En 1978, le Conseil de sécurité des Nations Unies a ratifié les résolutions 425 et 426, qui demandent à Israël de se retirer du territoire libanais et la création d’une force des Nations Unies « dans le but de confirmer le retrait des forces israéliennes, de rétablir la paix et la sécurité internationale et d’aider le Gouvernement libanais à assurer le retour de son autorité effective dans la région. « 3 89
La Force intérimaire des Nations Unies au Liban (FINUL) est en poste dans le sud du Liban depuis 1978. Depuis son arrivée, la mission de la FINUL a été d’empêcher les attaques contre Israël, de soutenir le gouvernement libanais et de maintenir la paix dans une région violente qui a été dominée par des organisations terroristes et des forces paramilitaires comme l’OLP, l’Armée de terre du Sud-Liban et le Hezbollah. Pendant la plupart de son histoire, la FINUL a soit omis de prévenir les conflits ou s’est tenue silencieuse alors que les terroristes ont construit des arsenaux qui leur ont permis de démarrer ou de renouveler des attaques violentes contre Israël. Sous le regard « vigilant » de la FINUL, le sud du Liban a servi de base pour des attaques terroristes contre Israël, ce qui a provoqué deux guerres qui auraient pu être évités si les Casques bleus avaient fait leur travail.

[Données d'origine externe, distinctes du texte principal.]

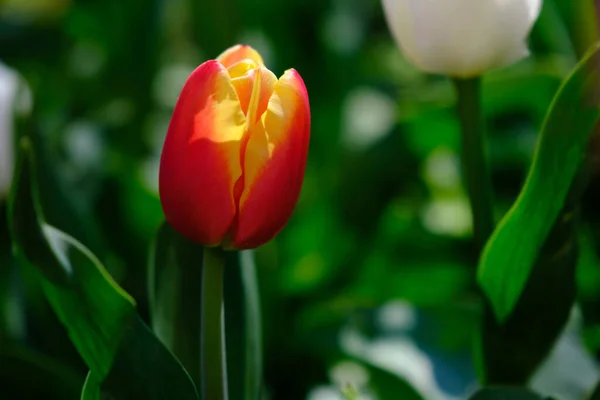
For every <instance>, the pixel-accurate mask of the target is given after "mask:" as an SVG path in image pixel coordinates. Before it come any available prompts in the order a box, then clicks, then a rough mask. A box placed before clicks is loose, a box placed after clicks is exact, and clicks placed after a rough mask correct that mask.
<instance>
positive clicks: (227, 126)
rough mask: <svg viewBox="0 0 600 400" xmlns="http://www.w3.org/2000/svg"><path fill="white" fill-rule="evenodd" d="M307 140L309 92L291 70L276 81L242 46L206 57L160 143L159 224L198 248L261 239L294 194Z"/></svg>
mask: <svg viewBox="0 0 600 400" xmlns="http://www.w3.org/2000/svg"><path fill="white" fill-rule="evenodd" d="M309 138H310V108H309V103H308V94H307V92H306V87H305V86H304V82H303V81H302V78H301V77H300V75H299V74H298V72H296V71H295V70H294V69H290V70H287V71H286V72H285V73H284V74H283V75H282V76H281V77H280V78H279V79H277V77H276V76H275V75H274V74H273V73H272V72H271V71H269V70H268V69H267V68H266V67H265V66H264V63H263V60H262V58H261V56H260V55H259V54H258V53H257V52H256V51H255V50H254V49H253V48H251V47H249V46H243V45H237V46H234V47H232V48H229V49H227V50H226V51H225V52H223V53H222V54H221V55H220V56H219V57H217V59H216V60H210V61H206V62H205V63H203V64H202V65H200V66H199V67H198V68H196V70H194V72H192V74H191V75H190V77H189V78H188V80H187V82H186V83H185V85H184V87H183V89H182V91H181V94H180V96H179V99H178V100H177V104H176V105H175V110H174V112H173V116H172V118H171V123H170V125H169V129H168V132H167V136H166V139H165V144H164V147H163V152H162V156H161V161H160V172H159V191H160V199H161V203H162V207H163V210H164V213H165V216H166V218H167V221H168V222H169V223H170V224H171V226H172V227H173V228H174V229H175V230H177V231H178V232H179V233H180V234H182V235H183V236H185V237H187V238H189V239H191V240H193V241H195V242H197V243H200V244H203V245H206V246H217V245H221V246H223V247H225V248H235V249H247V248H254V247H257V246H260V245H262V244H264V243H266V242H268V241H269V240H271V239H272V238H273V237H274V236H275V235H276V234H277V233H278V232H279V231H280V230H281V228H283V226H284V225H285V223H286V222H287V220H288V219H289V217H290V215H291V213H292V211H293V209H294V206H295V204H296V201H297V199H298V195H299V194H300V187H301V185H302V180H303V177H304V168H305V164H306V157H307V153H308V142H309Z"/></svg>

Après la guerre de 2006, provoquée par les attaques du Hezbollah sur Israël et l’enlèvement de trois de ses soldats, l’échec de la FINUL est devenu clair pour tout le monde. Plutôt que d’abandonner l’idée d’une force internationale pour maintenir la paix, l’ONU a décidé d’employer une force similaire avec un mandat légèrement élargi. En passant au Conseil de sécurité la résolution 1701, l’ONU a appelé à une plus grande FINUL, jusqu’à 15.000 hommes.390 Une fois encore, Israël a reçu la promesse que sa sécurité serait renforcée. Des responsables américains au Liban ont déclaré qu’il faudrait une force robuste pour empêcher le Hezbollah de se rétablir près de la frontière avec Israël et d’empêcher les terroristes d’être réarmé par la Syrie et l’Iran.391 L’ONU a également réaffirmé son insistance que le Hezbollah doit être désarmé et la seule force armée dans la région devrait être l’armée officielle libanaise.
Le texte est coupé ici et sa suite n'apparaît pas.